Markalar çok fazla sayıda içerik üreterek dikkat çekemezler. Önemli olan güçlü ve samimi bir hikaye oluşturmak.
LES ECHOS – THOMAS NARDONE
“Veri içeriği”, “içerik pazarlama”, “kullanıcı tarafından geliştirilen içerik”, “yavaş içerik” vs… Ortak noktası içerik konsepti olan tüm bu yeni tanımlamalar içeriğin günümüzde ne kadar popüler olduğunun kanıtı. Markalar ve ajanslar hiçbir zaman içerik yaratma ve yayınlama konusunda bu kadar hevesli olmamışlardı; ancak ne yazık ki, çoğu zaman bu içerik yaratma yarışının izleyici kitleleri nezdindeki katma değerini göz ardı ediyorlar.
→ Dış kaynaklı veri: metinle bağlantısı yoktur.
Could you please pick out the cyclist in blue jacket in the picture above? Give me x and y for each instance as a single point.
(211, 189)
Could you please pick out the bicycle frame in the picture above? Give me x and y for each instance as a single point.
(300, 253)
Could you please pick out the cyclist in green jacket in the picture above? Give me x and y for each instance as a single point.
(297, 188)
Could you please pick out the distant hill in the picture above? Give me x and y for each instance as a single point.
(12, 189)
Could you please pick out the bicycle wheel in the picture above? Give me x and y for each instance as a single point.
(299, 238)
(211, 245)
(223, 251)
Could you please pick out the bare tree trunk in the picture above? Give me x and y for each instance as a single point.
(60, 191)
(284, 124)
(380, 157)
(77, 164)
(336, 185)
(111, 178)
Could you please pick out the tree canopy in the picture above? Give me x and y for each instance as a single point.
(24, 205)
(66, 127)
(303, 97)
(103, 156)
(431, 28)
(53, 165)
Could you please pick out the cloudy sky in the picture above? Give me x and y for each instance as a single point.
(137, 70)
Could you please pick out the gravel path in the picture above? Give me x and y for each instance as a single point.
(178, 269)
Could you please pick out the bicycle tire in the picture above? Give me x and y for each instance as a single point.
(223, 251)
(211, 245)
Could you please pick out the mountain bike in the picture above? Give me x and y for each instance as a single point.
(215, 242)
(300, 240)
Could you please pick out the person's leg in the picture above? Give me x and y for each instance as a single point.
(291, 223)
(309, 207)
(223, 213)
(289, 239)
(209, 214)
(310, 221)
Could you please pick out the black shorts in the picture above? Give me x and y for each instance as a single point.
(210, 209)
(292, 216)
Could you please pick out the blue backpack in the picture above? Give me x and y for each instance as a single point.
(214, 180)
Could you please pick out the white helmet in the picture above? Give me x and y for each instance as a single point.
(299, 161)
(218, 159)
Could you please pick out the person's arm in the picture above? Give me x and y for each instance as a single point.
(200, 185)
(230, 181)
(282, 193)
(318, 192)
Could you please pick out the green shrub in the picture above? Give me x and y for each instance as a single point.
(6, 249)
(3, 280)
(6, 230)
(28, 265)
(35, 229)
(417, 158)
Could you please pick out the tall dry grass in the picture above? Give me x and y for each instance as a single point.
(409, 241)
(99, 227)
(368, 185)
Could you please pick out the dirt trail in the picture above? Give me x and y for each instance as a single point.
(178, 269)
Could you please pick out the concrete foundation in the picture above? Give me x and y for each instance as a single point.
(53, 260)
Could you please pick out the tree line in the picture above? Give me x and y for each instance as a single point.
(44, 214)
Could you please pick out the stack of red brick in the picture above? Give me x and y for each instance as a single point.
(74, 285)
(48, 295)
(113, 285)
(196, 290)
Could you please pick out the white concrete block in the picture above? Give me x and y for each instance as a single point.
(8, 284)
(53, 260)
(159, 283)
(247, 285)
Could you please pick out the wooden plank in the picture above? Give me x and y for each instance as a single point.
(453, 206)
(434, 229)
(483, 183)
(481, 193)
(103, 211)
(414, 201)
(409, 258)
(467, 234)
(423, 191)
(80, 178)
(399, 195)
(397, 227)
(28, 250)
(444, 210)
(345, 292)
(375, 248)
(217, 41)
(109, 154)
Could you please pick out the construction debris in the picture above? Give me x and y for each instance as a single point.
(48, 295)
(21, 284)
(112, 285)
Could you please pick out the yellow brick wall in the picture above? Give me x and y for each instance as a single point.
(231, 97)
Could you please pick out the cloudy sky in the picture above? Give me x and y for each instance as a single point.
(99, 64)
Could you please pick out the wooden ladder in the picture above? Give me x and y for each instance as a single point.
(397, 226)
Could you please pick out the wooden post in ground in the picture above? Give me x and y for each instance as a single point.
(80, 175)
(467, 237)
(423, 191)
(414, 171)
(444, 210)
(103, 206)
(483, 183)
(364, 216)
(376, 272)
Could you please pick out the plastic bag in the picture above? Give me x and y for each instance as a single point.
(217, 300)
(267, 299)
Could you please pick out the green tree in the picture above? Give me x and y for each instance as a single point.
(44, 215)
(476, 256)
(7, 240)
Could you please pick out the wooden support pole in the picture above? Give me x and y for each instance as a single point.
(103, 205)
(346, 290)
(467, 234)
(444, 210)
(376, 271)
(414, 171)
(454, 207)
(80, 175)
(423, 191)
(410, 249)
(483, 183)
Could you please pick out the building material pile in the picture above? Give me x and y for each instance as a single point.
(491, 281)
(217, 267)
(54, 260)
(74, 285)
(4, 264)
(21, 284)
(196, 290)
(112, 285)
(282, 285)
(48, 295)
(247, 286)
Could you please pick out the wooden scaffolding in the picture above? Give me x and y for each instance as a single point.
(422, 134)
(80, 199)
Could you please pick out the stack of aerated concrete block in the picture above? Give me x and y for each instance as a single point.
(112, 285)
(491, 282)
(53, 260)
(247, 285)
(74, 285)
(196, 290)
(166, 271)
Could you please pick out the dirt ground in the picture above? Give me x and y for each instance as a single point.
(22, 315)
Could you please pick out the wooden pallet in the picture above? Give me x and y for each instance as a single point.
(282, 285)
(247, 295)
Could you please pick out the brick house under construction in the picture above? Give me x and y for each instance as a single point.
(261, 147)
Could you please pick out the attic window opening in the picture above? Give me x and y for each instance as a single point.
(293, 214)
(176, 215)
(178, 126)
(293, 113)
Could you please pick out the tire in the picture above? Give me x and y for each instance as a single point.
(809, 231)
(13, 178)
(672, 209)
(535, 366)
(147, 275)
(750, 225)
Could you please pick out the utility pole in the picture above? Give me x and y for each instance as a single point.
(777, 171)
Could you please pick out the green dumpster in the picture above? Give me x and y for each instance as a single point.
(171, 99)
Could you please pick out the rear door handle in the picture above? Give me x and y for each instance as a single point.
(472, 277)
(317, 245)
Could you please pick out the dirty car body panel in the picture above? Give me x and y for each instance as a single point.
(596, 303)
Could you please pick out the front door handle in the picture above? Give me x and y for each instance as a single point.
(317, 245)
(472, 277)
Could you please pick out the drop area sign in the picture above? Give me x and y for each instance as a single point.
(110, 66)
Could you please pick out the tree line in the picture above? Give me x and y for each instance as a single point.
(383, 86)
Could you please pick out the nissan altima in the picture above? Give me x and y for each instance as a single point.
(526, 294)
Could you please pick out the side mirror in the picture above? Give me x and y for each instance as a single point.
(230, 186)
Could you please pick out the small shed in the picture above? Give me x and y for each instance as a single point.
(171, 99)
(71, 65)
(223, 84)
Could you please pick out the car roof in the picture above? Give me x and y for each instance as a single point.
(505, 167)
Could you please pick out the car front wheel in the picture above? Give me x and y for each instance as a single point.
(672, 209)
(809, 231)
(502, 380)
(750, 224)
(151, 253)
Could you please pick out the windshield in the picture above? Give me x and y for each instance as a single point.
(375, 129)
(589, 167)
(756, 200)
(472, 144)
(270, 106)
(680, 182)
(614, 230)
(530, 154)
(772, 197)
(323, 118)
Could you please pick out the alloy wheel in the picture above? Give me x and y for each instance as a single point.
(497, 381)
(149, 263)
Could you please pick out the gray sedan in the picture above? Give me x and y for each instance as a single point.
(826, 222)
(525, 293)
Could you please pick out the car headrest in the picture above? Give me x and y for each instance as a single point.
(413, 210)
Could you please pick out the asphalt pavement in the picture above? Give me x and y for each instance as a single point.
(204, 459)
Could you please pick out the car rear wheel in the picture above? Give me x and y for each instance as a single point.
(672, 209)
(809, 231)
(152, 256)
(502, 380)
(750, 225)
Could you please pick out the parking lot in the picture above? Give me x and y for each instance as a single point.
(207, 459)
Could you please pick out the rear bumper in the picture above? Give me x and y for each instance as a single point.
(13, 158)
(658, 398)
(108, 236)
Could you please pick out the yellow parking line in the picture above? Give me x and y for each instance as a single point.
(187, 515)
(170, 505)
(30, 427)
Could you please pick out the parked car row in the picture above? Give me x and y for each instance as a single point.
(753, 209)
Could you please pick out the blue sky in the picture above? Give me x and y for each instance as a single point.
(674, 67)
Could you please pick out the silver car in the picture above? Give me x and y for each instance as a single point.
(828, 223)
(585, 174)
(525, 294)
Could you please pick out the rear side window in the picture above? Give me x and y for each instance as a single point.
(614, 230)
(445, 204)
Çılgın bir prodüksiyonun yeni bir içeriği anında gelip eskisini yerinden ederken, nasıl olsa vasatlığın içerik okyanusunda eriyip kaybolacağı gibi yanlış bir algı oluşuyor.
Oysa iletişim uzmanlarına göre bu işin kazananı yok. Bundan dolayı da, editoryal kesimin saygınlığını yeniden hatırlayarak hemen harekete geçmek gerekiyor.
“Marka amacı”nı özümsemek
Bunun için her şeyden önce markayı anlatmak için güçlü, dürüst ve ilham verici bir öykü inşa etmek şart. Bu hikaye anlatma sanatı ya da yaygın İngilizce ifadeyle storytelling, anlatılanların belli bir süre ve çerçeve içinde olmasını sağlar. Şirketin eylemlerine, sosyal görevine, ünlü “marka amacı”na anlam katar.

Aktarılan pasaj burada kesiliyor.